The acting solicitor general’s brief indicates that the text of Section 262(l)(8)(A) of the BPCIA directly addresses the requisite timing of the 180-day notice of commercial marketing when it states that notice must be given “not later than 180 days before the date of the first commercial marketing.” According to the acting solicitor general, “That restriction places the only limit on the appropriate timing. Nothing in Section 262(l)(8)(A) additionally restricts how soon the applicant may provide notice after the applicant submits its aBLA to FDA.”
The Federal Circuit inferred a temporal restriction from the phrase “the date of the first commercial marketing of the biological product licensed under Section 262(k), because, it concluded, the word “licensed” indicates that the notice “must be given only after the product is licensed,” the brief said.
“But ‘licensed’ there is most naturally read as describing the biological product at ‘the date of [its] first commercial marketing.’ And Section 262(l)(8)(A) simply requires notice be given ‘not later than 180 days before th[at] date,’ a time at which the product may not yet be licensed,” the acting solicitor general wrote.

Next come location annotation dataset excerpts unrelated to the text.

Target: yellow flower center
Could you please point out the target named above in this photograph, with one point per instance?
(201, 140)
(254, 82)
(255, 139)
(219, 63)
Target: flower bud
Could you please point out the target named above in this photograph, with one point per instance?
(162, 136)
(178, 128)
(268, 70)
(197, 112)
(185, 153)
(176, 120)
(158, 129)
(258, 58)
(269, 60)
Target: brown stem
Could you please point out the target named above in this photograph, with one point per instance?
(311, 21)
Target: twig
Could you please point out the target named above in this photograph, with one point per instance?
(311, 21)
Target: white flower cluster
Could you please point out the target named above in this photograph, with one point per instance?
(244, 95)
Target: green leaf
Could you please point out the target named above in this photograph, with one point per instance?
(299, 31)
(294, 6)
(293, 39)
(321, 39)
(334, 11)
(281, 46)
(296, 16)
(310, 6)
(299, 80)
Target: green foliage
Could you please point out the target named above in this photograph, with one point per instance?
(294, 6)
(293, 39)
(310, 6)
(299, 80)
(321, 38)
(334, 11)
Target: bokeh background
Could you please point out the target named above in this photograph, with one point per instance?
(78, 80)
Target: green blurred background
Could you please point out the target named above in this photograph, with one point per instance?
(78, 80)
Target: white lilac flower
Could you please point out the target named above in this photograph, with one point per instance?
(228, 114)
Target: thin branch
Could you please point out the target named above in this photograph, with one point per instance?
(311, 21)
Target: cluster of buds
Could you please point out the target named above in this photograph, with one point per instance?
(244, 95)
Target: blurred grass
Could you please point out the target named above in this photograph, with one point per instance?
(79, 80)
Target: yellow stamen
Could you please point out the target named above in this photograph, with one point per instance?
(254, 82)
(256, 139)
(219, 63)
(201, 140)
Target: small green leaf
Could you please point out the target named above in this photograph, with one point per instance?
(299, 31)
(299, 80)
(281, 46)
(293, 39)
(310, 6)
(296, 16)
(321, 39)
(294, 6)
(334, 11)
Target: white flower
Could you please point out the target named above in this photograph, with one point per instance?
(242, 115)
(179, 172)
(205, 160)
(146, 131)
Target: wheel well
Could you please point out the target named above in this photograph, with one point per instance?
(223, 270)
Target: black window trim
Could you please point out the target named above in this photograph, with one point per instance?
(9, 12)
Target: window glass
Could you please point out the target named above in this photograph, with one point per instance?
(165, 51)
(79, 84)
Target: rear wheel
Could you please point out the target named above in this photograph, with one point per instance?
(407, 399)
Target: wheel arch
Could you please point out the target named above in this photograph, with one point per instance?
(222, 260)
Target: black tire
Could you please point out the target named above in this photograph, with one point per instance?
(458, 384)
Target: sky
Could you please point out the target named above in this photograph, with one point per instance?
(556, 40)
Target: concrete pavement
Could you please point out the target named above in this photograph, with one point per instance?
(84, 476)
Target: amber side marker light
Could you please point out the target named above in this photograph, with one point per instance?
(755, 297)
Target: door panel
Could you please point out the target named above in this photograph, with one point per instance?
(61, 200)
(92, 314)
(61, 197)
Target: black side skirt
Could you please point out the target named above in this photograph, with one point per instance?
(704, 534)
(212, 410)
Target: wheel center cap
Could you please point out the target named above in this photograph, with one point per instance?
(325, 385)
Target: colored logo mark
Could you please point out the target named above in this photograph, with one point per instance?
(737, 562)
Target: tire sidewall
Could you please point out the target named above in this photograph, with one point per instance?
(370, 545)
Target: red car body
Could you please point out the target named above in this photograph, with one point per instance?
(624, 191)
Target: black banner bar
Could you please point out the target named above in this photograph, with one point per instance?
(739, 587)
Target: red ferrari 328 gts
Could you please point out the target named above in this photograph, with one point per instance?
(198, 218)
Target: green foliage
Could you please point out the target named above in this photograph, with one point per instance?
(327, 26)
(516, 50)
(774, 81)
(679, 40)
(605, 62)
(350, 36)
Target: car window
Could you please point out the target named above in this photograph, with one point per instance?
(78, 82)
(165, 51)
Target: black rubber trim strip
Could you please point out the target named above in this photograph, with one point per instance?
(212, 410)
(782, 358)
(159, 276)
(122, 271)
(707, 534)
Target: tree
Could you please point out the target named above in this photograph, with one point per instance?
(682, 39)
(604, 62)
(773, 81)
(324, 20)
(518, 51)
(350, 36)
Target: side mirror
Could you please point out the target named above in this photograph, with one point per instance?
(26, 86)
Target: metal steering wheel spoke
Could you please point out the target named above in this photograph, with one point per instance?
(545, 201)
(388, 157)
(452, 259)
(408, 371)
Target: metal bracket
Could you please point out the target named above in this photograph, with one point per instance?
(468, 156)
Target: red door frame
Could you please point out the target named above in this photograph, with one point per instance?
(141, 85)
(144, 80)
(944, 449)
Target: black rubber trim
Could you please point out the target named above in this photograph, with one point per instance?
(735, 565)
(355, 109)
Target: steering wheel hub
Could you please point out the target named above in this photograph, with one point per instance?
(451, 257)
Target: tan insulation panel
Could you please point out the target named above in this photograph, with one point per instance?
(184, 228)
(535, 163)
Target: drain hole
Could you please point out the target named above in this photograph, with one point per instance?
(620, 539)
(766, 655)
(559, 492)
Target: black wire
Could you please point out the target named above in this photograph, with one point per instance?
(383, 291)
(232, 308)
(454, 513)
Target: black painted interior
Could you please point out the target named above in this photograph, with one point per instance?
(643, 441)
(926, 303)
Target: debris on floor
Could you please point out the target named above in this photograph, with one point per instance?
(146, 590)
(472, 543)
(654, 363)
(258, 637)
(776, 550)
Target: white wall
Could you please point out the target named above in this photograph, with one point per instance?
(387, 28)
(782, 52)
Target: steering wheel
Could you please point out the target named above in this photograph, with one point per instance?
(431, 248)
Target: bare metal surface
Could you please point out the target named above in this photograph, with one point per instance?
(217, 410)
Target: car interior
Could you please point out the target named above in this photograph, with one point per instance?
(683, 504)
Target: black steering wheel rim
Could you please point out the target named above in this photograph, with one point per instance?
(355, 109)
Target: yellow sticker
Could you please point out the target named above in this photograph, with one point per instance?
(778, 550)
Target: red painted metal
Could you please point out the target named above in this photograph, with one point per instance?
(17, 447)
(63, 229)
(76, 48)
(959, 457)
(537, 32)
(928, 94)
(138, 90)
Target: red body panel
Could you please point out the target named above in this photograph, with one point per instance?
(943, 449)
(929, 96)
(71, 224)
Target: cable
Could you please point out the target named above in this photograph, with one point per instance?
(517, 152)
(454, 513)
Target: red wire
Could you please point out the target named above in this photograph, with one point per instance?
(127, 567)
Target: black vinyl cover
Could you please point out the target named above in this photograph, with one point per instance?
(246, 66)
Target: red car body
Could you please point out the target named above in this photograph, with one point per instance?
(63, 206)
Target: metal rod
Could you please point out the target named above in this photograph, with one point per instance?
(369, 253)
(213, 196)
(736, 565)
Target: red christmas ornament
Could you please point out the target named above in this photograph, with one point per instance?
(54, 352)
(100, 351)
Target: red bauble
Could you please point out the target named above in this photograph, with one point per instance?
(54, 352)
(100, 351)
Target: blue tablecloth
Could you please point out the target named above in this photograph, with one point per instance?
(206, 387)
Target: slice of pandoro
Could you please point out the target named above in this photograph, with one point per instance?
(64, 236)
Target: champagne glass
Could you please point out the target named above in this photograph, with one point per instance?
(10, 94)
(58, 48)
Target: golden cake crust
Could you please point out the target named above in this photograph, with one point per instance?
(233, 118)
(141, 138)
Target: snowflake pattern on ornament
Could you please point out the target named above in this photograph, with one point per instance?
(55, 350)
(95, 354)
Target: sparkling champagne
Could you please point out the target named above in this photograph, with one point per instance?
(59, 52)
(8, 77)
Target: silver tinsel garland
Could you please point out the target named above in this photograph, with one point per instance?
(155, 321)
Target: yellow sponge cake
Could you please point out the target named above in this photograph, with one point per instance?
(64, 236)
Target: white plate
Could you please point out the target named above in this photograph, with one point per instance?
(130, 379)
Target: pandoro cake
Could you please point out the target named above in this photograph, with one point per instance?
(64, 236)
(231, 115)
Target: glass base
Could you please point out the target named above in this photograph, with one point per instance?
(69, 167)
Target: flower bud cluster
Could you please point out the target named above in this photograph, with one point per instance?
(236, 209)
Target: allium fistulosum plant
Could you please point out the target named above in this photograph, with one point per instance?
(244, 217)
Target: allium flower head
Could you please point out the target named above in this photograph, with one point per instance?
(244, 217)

Under the Federal Circuit’s reading, the owner of a biosimilar with an effective license could be forced to wait 180 days after FDA has authorized it to commence marketing, even if the sponsor had no arguably valid infringement claim to warrant such delay, the brief said.
“The timing of biosimilars’ entry onto the market was a significant issue addressed by the BPCIA, which prohibits FDA from making its approval of an aBLA effective before 12 years after the reference product’s first licensure. Given the expressly granted exclusivity periods, it is particularly unlikely that Congress would have further delayed biosimilars’ marketing in such an indirect manner.”
The acting solicitor general also indicated that the Federal Circuit had correctly interpreted the other aspects of the BPCIA that it considered.
The acting solicitor general urged the court to review the Federal Circuit’s decision, explaining the issues presented are sufficiently important to merit the court’s review because biologic medicines are among the most important and expensive drugs available today.
“Although petitioner is no longer enjoined from marketing Zarxio for allegedly violating Section 262(l)(8)(A), petitioner explains that this case is not moot because the dispute is capable of repetition, yet evading review,” the brief said.
The brief was signed by Ian Heath Gershengorn, acting solicitor general; Benjamin C. Mizer, principal deputy assistant attorney general; Edwin S. Kneedler, deputy solicitor general; Anthony A. Yang, assistant to the solicitor general; and Scott R. McIntosh and Lowell V. Sturgill Jr., attorneys.